Three trials reported mean spherical equivalent of refractive error 12 months after surgery (Buzzonetti 2008; Manche_group 2008; Patel_group 2010; 168 eyes, 92 participants). We combined the data of the three trials in a meta‐analysis and observed no evidence of a difference in mean spherical equivalent of refractive error between the two groups (MD 0.09, 95% CI –0.01 to 0.19; I² = 0%; Analysis 1.3; Figure 6). The certainty of evidence was low; we downgraded for risk of bias and imprecision.
Corneal haze
Based on the trial by Manche_group 2008 (86 eyes), the RR of corneal haze was 77% lower with the mechanical microkeratome group compared with the femtosecond laser group (RR 0.33, 95% CI 0.01 to 7.96; Figure 7). The certainty of evidence was very low; we downgraded for risk of bias and very serious imprecision.
Forest plot of comparison: 1 LASIK with a mechanical microkeratome versus LASIK with a femtosecond laser, outcome: 1.4 Corneal haze.
Dry eye
The trial by Salomão 2009 (183 eyes, 183 participants) had a RR of 5.74 for the participants assigned to the mechanical microkeratome group compared with the femtosecond laser group (95% CI 2.92 to 11.29; Figure 8). The certainty of evidence was low; we downgraded for risk of bias and imprecision. The trial by Manche_group 2008 described a self‐reported mean dry eye score at preoperative, and one, three, six, and 12 months postoperative time points. We did not include the trial in the quantitative synthesis because 100% of the participants reported dry eye preoperatively. The findings reflected an increase in the mean dry eye score postoperatively in the femtosecond laser group one month after surgery (P = 0.02), the score returned to baseline by six months after surgery. The certainty of evidence was low; we downgraded for risk of bias and imprecision.

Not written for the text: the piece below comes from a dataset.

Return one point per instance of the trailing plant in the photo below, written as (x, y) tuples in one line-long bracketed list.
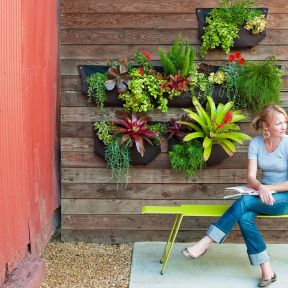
[(177, 129), (231, 72), (96, 89), (103, 131), (133, 128), (144, 91), (223, 24), (187, 157), (259, 84), (118, 159), (161, 128), (215, 125), (175, 85), (118, 76), (179, 59)]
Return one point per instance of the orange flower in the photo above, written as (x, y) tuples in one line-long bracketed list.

Forest plot of comparison: 1 LASIK with a mechanical microkeratome versus LASIK with a femtosecond laser, outcome: 1.5 Dry eye.
Diffuse lamellar keratitis
Manche_group 2008, Hasimoto 2013, and Tran 2005 (134 eyes, 67 participants) reported diffuse lamellar keratitis. We combined the data of the trials in a meta‐analysis since there was no heterogeneity (I² = 0%, Chi² P = 0.89). The RR for the participants assigned to the mechanical microkeratome group was 73% lower compared with the femtosecond laser group (RR 0.27, 95% CI 0.10 to 0.78; Analysis 1.6; Figure 9). The certainty of evidence was low; we downgraded for risk of bias and imprecision.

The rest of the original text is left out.